Specific dipeptide repeats trigger decrease in mRNA levels
We wondered whether the average effects of amino acids on mRNA levels (Fig. 1b) belie larger effects driven by specific amino acid combinations. We assessed the effect of each pairwise amino acid combination on mRNA abundance and found that these combinations span over a 16-fold range in relative abundance in our assay (Fig. 1c). While lysine and arginine reduce mRNA levels on average, unexpectedly, these amino acids have mild or no negative effect on mRNA levels on their own (Fig. 1c: Lys-Lys, Arg-Arg, Arg-Lys). Rather, the effects of lysine and arginine are primarily driven by co-occurrence with bulky amino acids32 (ratio of side chain volume to length > 18Å2) such as valine, isoleucine, leucine, phenylalanine, and tyrosine (Fig. 1c). Likewise, most bulky amino acids decrease mRNA levels in combination with lysine and arginine, but not on their own (Fig. 1c). Further, a few dipeptides that contain certain positively charged amino acids (Arg-His) or bulky amino acids (Phe-Ser) also have a strong negative effect on steady-state mRNA levels (Fig. 1c). The combinatorial effect of positively charged and bulky amino acids on mRNA level is captured by a linear statistical model (Fig. 1d): Isoelectric point32 (pI, a measure of positive charge) and bulkiness32 of amino acids are positive correlates of mRNA level, while an interaction term between these two physical properties is a negative correlate of mRNA level [mRNA = (0.31 × pI) + (0.20 × bulkiness) – (0.03 × pI × bulkiness), Adjusted R2 = 0.25]. By contrast, ignoring the interaction between pI and bulkiness results in negative or no correlation of these properties with mRNA level (mRNA = – 0.18 × pI, Adjusted R2 = 0.21), which is in line with Fig. 1b. The effects of dipeptide repeats in the translated +0 frame strongly correlates with the codon-matched +3 frame, but only weakly with the codon-mismatched +1 and +2 frames (Fig. 1e). The high correlation between the +0 and +3 frames is also seen from the diagonal symmetry of Fig. 1c and arises from similarity of the encoded peptides (for example (XY)8 and (YX)8 are identical except at their termini). These frame correlations are consistent with the mRNA effects arising at the translational level as opposed to transcriptional or RNA processing differences. Together, our results show that translation of bulky and positively charged amino acids is critical for their negative effect on mRNA level.
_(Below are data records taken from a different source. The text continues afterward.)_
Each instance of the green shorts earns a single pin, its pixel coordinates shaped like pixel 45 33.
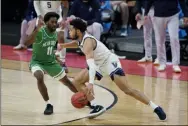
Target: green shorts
pixel 53 69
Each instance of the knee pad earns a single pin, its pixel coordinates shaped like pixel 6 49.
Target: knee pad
pixel 118 71
pixel 97 75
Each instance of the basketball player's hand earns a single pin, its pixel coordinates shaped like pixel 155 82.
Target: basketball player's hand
pixel 185 19
pixel 40 23
pixel 138 17
pixel 41 18
pixel 145 19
Primary sequence of dipeptide repeats regulates mRNA stability
Several observations suggest that translation of specific dipeptide repeats is a general trigger of mRNA instability in human cells. Multiple human cell lines show lower mRNA levels of the same dipeptide repeats relative to their frameshifted controls (HEK293T, HeLa, HCT116, and K562; Fig. 2a), pointing to the generality of the observed effects. Upon actinomycin D treatment to inhibit transcription, transcripts from reporters with mRNA level-reducing dipeptides decay faster than their frameshifted controls (Fig. 2b). This confirms that the decrease in steady-state mRNA levels caused by dipeptide repeats arises from reduction in mRNA stability.
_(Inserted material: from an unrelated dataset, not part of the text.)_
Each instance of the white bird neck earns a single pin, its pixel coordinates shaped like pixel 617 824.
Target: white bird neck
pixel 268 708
We wondered if translation of dipeptide inserts that reduce mRNA levels and mRNA stability also cause premature translation termination18. To test this, we used fluorescence-activated cell sorting followed by genomic DNA barcode sequencing (FACS-seq) on the 8× codon pair library (Fig. 1a). This reporter library encodes 2A-linked upstream RFP and downstream YFP cassettes surrounding the variable dipeptide sequence, such that inserts that cause premature translation termination will produce RFP but not YFP fluorescence signal (Fig. 1a). We sorted cells that had low YFP signal relative to RFP (low-YFP gate in Fig. 2c and Supplementary Fig. 4d), and then measured the enrichment of each dipeptide insert in this low-YFP population relative to the unsorted population (Fig. 2d). Inserts encoding stop codons between RFP and YFP are enriched in the low-YFP population, indicating that our assay robustly identifies inserts that cause premature termination (Fig. 2d). Similarly, inserts with lower mRNA levels (<2-fold below median in Fig. 1c) are also significantly enriched in the low-YFP gate relative to all other dipeptide inserts (Fig. 2d), indicating that such inserts also cause premature termination in addition to reducing mRNA levels.
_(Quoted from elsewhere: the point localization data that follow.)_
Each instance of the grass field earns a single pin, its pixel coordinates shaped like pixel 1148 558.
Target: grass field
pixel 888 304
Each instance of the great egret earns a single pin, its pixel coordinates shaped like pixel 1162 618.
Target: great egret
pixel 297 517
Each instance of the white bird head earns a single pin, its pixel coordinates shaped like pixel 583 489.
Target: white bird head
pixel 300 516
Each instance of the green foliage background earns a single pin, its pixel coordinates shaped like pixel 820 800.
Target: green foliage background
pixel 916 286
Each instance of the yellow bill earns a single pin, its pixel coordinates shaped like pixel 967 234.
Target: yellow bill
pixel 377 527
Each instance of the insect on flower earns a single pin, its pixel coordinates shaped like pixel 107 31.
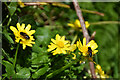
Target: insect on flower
pixel 24 35
pixel 90 51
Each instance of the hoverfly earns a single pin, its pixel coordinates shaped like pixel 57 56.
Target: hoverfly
pixel 24 35
pixel 90 51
Finally, to decipher the effect of dipeptide repetition on mRNA levels, we systematically varied the number of several destabilizing dipeptides identified in our initial assay (Fig. 2e). As the number of dipeptide repeats increases from 1 to 8, each dipeptide starts decreasing reporter mRNA levels at a distinct repeat number between 4 and 7 (Fig. 2e). We then altered the periodicity of dipeptide repeats by intermixing dipeptides with their reversed counterparts such that the overall amino acid composition remains unchanged (Fig. 2f). Even minor perturbations of RH repeats abrogate their negative effect on mRNA levels (Fig. 2f). By comparison, VK repeats had a gradual negative effect on mRNA levels as their periodicity is increased, while SF repeats show an intermediate trend (Fig. 2f). These experiments reveal that the primary sequences of destabilizing dipeptide repeats encode critical regulatory information beyond the identity of the amino acid pairs forming the repeats.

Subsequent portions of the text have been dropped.